ONE TAKOMA: A tax break for Takoma Park businesses?

Do strong businesses need low taxes?

IMAGE: Main Street Takoma. Photo by Seth Grimes.


Should Takoma Park eliminate its tax on business inventories? An Old Takoma business, S&A Beads, has made just that request to the city council. The council deferred the question to a future worksession, but let’s get a jump on the council and consider it now.

Let’s start with facts

The inventory tax is part of the personal property tax (PPT), paid by businesses on their furniture, equipment, computers, and inventory.

All companies that operate in Takoma Park must pay PPTs on their equipment and inventories, if any, that are located here in Takoma Park. That includes companies incorporated outside Maryland — Walgreens, Aldi, Advance Auto Parts, and Starbucks, for example — and incorporated home businesses. Businesses, including my own consulting company, must file annual returns with the Maryland Department of Assessments and Taxation.

PPTs are the only city tax levied directly on every incorporated city business.

I mined PPT data from the Montgomery County Personal Property Tax Web site — business PPT assessments and bills are public records — and count 557 fiscal year 2016 (FY16) payers.

Of the 557, 180 businesses paid inventory taxes in FY16. Their inventory taxes contributed an estimated $152,323 to the city’s general fund. That’s about 39% of the total FY16 business PPT liability, $387,521 by my calculation if you exclude PPTs paid by public utilities.

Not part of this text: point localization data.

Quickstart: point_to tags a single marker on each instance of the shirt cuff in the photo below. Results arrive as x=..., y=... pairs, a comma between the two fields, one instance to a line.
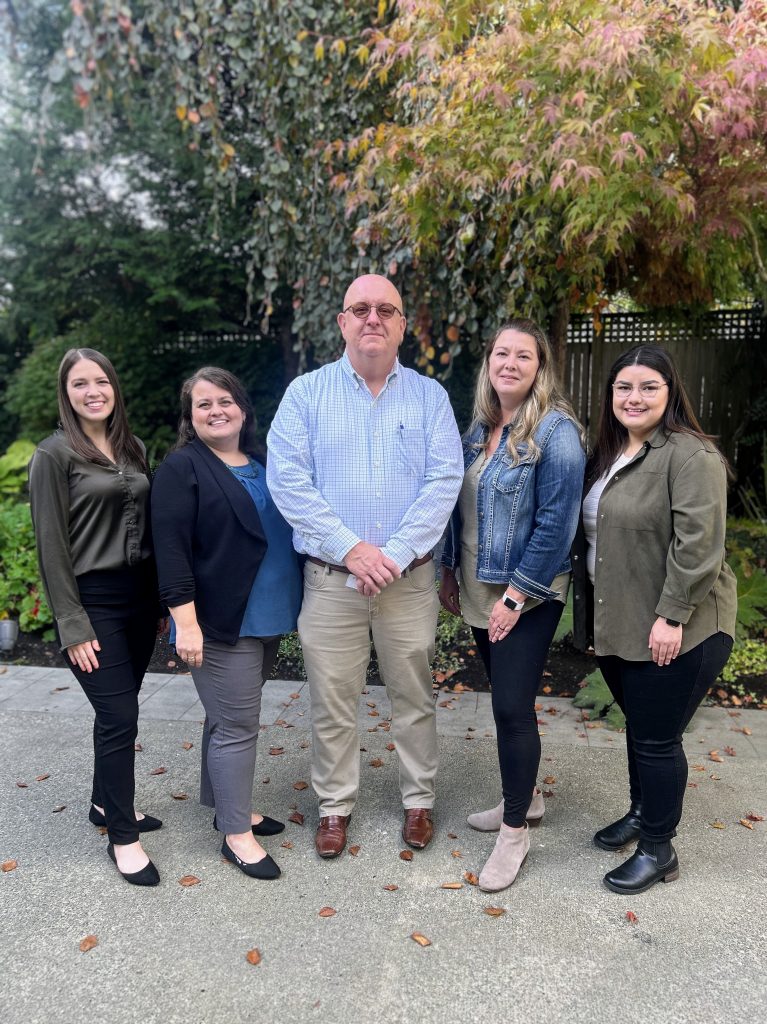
x=336, y=547
x=398, y=553
x=75, y=629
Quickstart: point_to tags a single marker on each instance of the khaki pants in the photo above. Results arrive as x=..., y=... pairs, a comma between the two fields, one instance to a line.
x=335, y=628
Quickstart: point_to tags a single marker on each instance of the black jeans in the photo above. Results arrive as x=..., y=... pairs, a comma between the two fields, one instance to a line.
x=122, y=605
x=515, y=667
x=658, y=702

Focusing on the inventory tax, five Takoma Park businesses paid inventory tax of over $5,000 in the current fiscal year:

  • Advance Auto Parts: $24,419
  • US Medical Innovations (at Carroll and Eastern Avenues): $14,333
  • Walgreens, $13,439
  • RS Legacy Corporation (Radioshack): $5,611
  • TPSS Co-op: $5,547.61

One more fact – If the city eliminates or reduces the inventory tax, the council will have to either cut programs or make up the revenue through other means.

Where does the money go?

Business property taxes — PPTs and real property taxes paid by commercial real-estate owners — funds city operations and programs that benefit the businesses and their patrons and employees: police, roads and sidewalks, parks, street lights and street cleaning, and so on. They fund city business and economic development activities including the city’s annual subsidies to the Old Takoma Business Association (OTBA) and the Takoma-Langley Crossroads Development Authority (CDA).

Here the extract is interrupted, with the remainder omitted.